Il n’eut aucun souvenir du déroulement du vote qui suivit. Épuisé par les événements de la nuit, il s’endormit à peine assis, et ne se réveilla qu’une heure plus tard, quand quelque chose atterrit sur la table devant lui. Son menton reposait sur sa poitrine. Il ouvrit les yeux et découvrit un mot plié : Et voici qu’une grande agitation se fit dans la mer, au point que la barque était couverte par les vagues. Lui cependant dormait. Matthieu 8 : 24. Il chercha autour de lui et vit Bellini qui le regardait, penché sur la table. Il se sentit confus d’avoir montré une telle faiblesse en public, mais personne d’autre ne semblait faire attention à lui. Les cardinaux qui lui faisaient face lisaient ou contemplaient le vide. Devant l’autel, les scrutateurs installaient leur table. Le vote devait être terminé. Il prit son stylo et griffonna sous la citation : Je me suis couché, je me suis endormi, je me suis réveillé ; car l’Éternel me soutient. Psaumes 3. Et il renvoya le message. Bellini le lut et hocha la tête d’un air approbateur, comme si Lomeli était un de ses anciens élèves à la Grégorienne et qu’il lui donnait une bonne réponse.

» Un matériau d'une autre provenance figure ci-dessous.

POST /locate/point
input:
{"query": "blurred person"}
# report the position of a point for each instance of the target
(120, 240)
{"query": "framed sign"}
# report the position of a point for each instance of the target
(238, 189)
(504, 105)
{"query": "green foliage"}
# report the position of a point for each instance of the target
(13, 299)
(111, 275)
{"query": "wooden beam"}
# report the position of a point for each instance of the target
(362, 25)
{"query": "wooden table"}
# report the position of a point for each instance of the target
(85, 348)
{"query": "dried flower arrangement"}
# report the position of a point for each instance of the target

— Mes frères, dit Newby dans le micro. Nous allons maintenant procéder au dépouillement du sixième tour.

La routine lente et familière reprit. Lukša sortit un bulletin de l’urne, l’ouvrit et inscrivit le nom. Mercurio le vérifia et l’inscrivit aussi. Enfin, Newby l’enfila sur le cordon rouge et annonça :

— Cardinal Tedesco.

Lomeli cocha le nom de Tedesco sur sa liste et attendit le dépouillement du deuxième bulletin.

— Cardinal Tedesco.

Puis encore, quinze secondes plus tard :

— Cardinal Tedesco.

Lorsque le nom de Tedesco retentit pour la cinquième fois d’affilée, Lomeli eut un mauvais pressentiment — que tous ses efforts n’avaient abouti qu’à persuader le conclave de la nécessité d’un pouvoir fort, et que le patriarche de Venise allait être élu sur-le-champ. L’attente de l’annonce du sixième bulletin, qui fut prolongée par un échange murmuré entre Lukša et Mercurio, fut un supplice. Elle s’acheva enfin :

— Cardinal Lomeli.

Les trois votes suivant furent pour Lomeli, suivis par deux voix en faveur de Benítez, une pour Bellini et deux autres pour Tedesco. La main de Lomeli montait et descendait le long de la liste des candidats, et il ne savait pas ce qui l’inquiétait le plus : la série de traits qui s’accumulaient à côté du nom de Tedesco, ou la quantité menaçante qui commençait à flanquer le sien. Tremblay — étonnamment — bénéficia de deux voix vers la fin du dépouillement, Adeyemi de même. Puis ce fut terminé, et les scrutateurs vérifièrent leurs totaux. La main de Lomeli tremblait tandis qu’il tentait de compter les voix de Tedesco — dorénavant en fait tout ce qui importait. Le patriarche de Venise atteindrait-il les quarante voix nécessaires pour bloquer le conclave ? Il dut tout recompter avant d’arriver à ce résultat :

Tedesco 45

Lomeli 40

Benítez 19

Bellini 9

Tremblay 3

Adeyemi 2

Depuis l’autre côté de la chapelle Sixtine lui parvint un très clair murmure de triomphe, et Lomeli leva les yeux juste à temps pour surprendre Tedesco qui mettait sa main devant sa bouche pour dissimuler son sourire. Ses partisans se baissaient et se penchaient par-dessus la double rangée de tables pour lui toucher le dos et lui chuchoter leurs félicitations. Tedesco les ignora comme s’il ne s’agissait que d’une volée de mouches. Et il leva les yeux vers Lomeli, haussant ses sourcils broussailleux en signe de complicité amusée. Tout se jouait à présent entre eux deux.